ちなみに自慢ではないが、俺は朝が強いほうではない。
よって、必然的にカーテンを開けたのが俺ではないことがお分かりだろう。
「ほら、篤姫!朝だよ、起きて」
じゃあ俺の部屋に不法侵入してきた輩は、馬鹿脩平か?
と寝ぼけた頭を回転させ導き出した解答は、どうやら間違いだったらしい。
この清々しい朝にぴったりな澄んだ声は…。
「…ゆ、い?」
「僕に決まってるでしょ!寝ぼけてないで起きて。
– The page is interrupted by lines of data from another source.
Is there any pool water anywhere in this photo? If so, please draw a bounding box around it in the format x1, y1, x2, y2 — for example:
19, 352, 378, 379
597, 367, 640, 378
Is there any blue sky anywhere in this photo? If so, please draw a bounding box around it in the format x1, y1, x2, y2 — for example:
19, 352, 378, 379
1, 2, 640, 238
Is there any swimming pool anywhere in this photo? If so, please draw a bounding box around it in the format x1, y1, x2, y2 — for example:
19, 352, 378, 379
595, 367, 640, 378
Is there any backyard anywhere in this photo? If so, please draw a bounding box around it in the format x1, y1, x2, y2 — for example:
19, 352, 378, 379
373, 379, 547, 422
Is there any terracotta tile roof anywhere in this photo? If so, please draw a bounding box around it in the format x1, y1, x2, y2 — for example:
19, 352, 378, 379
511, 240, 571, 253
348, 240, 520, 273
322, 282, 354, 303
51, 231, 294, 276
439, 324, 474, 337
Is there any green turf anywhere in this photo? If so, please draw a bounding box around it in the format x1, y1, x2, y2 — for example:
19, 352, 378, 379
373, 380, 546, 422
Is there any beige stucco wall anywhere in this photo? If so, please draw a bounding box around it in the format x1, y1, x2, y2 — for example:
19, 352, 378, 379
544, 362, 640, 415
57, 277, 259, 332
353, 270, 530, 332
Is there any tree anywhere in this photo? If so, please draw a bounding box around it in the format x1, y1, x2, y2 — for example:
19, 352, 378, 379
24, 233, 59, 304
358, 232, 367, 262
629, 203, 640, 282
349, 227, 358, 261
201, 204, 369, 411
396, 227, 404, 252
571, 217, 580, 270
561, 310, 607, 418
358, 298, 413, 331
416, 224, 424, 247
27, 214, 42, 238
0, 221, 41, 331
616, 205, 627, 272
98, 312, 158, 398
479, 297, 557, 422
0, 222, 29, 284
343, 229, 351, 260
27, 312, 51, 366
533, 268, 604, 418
遅刻するよっ」
ああ、やっぱり由か。
俺の疑問は一つ解決された。
「無理…あと3秒……」
「3、2、1。はい、起きようね」
由、お母さんみたいだ。
…いや、俺よく知らないけど。
「……学校行きたくない」
「何言ってんの!今日が初日だよ、いいから早く起きて」
「…わかりました」
「じゃあ、僕はリビングにいるから」
そう言い残して俺の部屋を後にする由。
そういえばなんで由が起こしに来てくれたの?
そんな素朴な疑問ですら許さぬような由の急かす声に、俺は布団から芋虫のようにもぞもぞと出て、着替えを始めた。